Red Shoulder Hawk

Red Shoulder Hawk

Monday, November 10, 2008

In Which I Find Another Project and an Answer, too.

We were hanging out in Karl and Nini's kitchen. I excused myself to use the restroom. This is the water closet that I did all that extensive work to run a 4" waste line that didn't go up and through the footing like the one that came with the house, and I love how great the new plumbing and fixture works.

My eyes wandered about the little room, and I noticed the ceiling in the back looked sort of water damaged. "Hmmm," went the little curious part of my brain. I picked a likely looking spot and poked the ceiling. My finger pierced it easily and water ran out. Now the rest of my brain had something to do, so the curious part took a break.

Karl poked his head in. "Whatcha doin'?"

"Making a problem."

"Oh, Bob. What did you do?"

"I found a leak." Karl started to laugh. "It's not funny, except in the most tragic way. Do you realize this means I'm yet another project behind?"

"Or," he says, "maybe you've caught it in time and it's still a small project."

Yeah, that's likely. I went upstairs and pulled the toilet up. A little sleuthing, and here's what I found:


The previous owner installed the retention ring without actually attaching to the drain. In fact, there is a 1" gap and here you can see a bit of downstairs through the gap. It had been filled with material from several wax toilet seals, but this eventually failed. In order to attach the ring in this manner, they had to take the mounting adapter off the ring and drill through the tile in 6 places with a masonry bit to attach it to the floor (when it should attach to the pipe).

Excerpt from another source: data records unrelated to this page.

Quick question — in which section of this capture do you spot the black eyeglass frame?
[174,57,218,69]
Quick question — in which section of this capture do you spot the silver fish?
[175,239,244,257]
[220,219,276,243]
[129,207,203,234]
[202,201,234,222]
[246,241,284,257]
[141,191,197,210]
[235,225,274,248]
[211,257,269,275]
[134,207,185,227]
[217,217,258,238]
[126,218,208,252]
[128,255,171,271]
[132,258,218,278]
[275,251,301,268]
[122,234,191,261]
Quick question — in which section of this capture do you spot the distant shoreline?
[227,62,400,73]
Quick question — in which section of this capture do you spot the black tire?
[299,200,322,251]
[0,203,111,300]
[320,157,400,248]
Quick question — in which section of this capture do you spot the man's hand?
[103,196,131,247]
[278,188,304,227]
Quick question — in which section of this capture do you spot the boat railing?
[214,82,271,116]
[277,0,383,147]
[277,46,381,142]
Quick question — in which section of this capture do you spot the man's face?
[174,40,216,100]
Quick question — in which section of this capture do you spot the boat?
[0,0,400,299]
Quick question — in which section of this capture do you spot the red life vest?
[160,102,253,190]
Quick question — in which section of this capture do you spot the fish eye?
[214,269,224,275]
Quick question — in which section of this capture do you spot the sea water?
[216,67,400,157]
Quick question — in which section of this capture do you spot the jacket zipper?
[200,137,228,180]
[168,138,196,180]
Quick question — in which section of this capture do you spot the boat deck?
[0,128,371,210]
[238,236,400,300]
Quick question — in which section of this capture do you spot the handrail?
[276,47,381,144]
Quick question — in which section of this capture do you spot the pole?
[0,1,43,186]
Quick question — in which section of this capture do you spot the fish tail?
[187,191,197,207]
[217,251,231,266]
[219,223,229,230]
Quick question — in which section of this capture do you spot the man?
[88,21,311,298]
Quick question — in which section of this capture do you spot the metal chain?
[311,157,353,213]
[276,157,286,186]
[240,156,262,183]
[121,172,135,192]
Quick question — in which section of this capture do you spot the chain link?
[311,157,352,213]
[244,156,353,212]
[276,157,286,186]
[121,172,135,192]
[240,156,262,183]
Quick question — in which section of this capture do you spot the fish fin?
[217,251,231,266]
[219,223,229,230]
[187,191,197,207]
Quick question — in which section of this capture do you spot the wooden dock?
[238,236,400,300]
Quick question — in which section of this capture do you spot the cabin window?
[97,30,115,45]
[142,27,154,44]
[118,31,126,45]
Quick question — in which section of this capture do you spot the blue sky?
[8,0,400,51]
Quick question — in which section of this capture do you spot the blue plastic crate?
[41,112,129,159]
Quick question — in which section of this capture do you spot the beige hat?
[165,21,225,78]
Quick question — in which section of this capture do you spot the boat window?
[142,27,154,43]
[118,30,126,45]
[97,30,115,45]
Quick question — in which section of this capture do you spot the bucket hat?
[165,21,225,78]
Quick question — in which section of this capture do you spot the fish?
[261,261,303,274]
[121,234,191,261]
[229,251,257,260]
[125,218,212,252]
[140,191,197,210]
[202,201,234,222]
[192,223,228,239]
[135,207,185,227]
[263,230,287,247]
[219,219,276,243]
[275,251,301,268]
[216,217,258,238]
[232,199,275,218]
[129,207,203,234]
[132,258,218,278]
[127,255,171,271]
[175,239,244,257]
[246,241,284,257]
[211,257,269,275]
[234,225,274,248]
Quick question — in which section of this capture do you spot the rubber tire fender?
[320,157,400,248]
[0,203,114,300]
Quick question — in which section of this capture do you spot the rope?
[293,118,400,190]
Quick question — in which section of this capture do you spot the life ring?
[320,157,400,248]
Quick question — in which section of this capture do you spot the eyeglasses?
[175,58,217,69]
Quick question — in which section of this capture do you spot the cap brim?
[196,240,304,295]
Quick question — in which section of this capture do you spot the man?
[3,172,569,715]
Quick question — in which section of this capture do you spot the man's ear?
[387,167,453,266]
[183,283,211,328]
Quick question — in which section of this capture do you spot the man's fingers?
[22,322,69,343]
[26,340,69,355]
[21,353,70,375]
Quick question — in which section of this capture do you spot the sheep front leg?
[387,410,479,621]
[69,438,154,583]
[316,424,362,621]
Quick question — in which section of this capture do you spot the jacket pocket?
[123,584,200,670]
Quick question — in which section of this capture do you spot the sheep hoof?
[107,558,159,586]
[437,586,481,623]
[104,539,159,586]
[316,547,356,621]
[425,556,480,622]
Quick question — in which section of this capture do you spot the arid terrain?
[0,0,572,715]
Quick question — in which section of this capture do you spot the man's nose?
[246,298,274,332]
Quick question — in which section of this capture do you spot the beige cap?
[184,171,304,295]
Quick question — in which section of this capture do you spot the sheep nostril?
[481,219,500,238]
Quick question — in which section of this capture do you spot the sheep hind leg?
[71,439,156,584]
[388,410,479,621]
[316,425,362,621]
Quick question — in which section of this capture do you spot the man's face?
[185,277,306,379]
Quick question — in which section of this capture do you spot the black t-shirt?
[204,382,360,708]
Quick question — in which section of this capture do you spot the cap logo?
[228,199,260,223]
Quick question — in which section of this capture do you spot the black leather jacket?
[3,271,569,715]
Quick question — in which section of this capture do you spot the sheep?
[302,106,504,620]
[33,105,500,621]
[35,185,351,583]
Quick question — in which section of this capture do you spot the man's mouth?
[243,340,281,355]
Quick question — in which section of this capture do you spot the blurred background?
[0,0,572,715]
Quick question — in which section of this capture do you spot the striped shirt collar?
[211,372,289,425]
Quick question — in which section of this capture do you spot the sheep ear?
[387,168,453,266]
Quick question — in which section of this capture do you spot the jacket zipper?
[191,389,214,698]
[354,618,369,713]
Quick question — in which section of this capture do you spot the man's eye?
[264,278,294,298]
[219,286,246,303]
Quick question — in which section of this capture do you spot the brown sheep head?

Of course, the floor is rotting. Water does that to wood. I should probably mention the squirrel nest I found between the joists, too.

On the plus side, I caught this before anyone doing their business fell through the floor onto someone else doing their business below. While that would be a funny story, the liability just makes my flesh crawl.

On the other plus side, finding a problem like this in the first couple of months of living here would have been very demoralizing. Now, two years after replacing nearly every door, fixing plumbing left and right, laying carpet, finding compatible housemates and all the other challenges, a job of tearing up the floor and subfloor, replacing the rotted wood, plumbing in the correct kind of fitting, and installing some sort of pleasant marmoluem floor and finally putting the toilet back seems like a task I can get done in a day.

Being supremely unwrecked, I went to work today and had a great day.

The previous owner stopped over next door for a visit. We chatted about the election's big winner. No, not Obama, but all the rest of us who don't sit on a board of directors or happen to be CEOs of a large money-lending institution.

"Say, Hussein, tell me about the downstairs toilet."

He said, "Are you ready to sell the house back to me?"

"No, of course not. We're having too much fun. But I am curious why you ran the waste line up and through the foundation."

"Oh, I did that for earthquakes. You won't have any trouble with that toilet."

"Except that it didn't flush. The water just swirled around and slowly drained down, never actually flushing."

"Y'know," he non-sequitered, "I didn't put up an Obama sign in my yard. I didn't want to provoke the neighbors."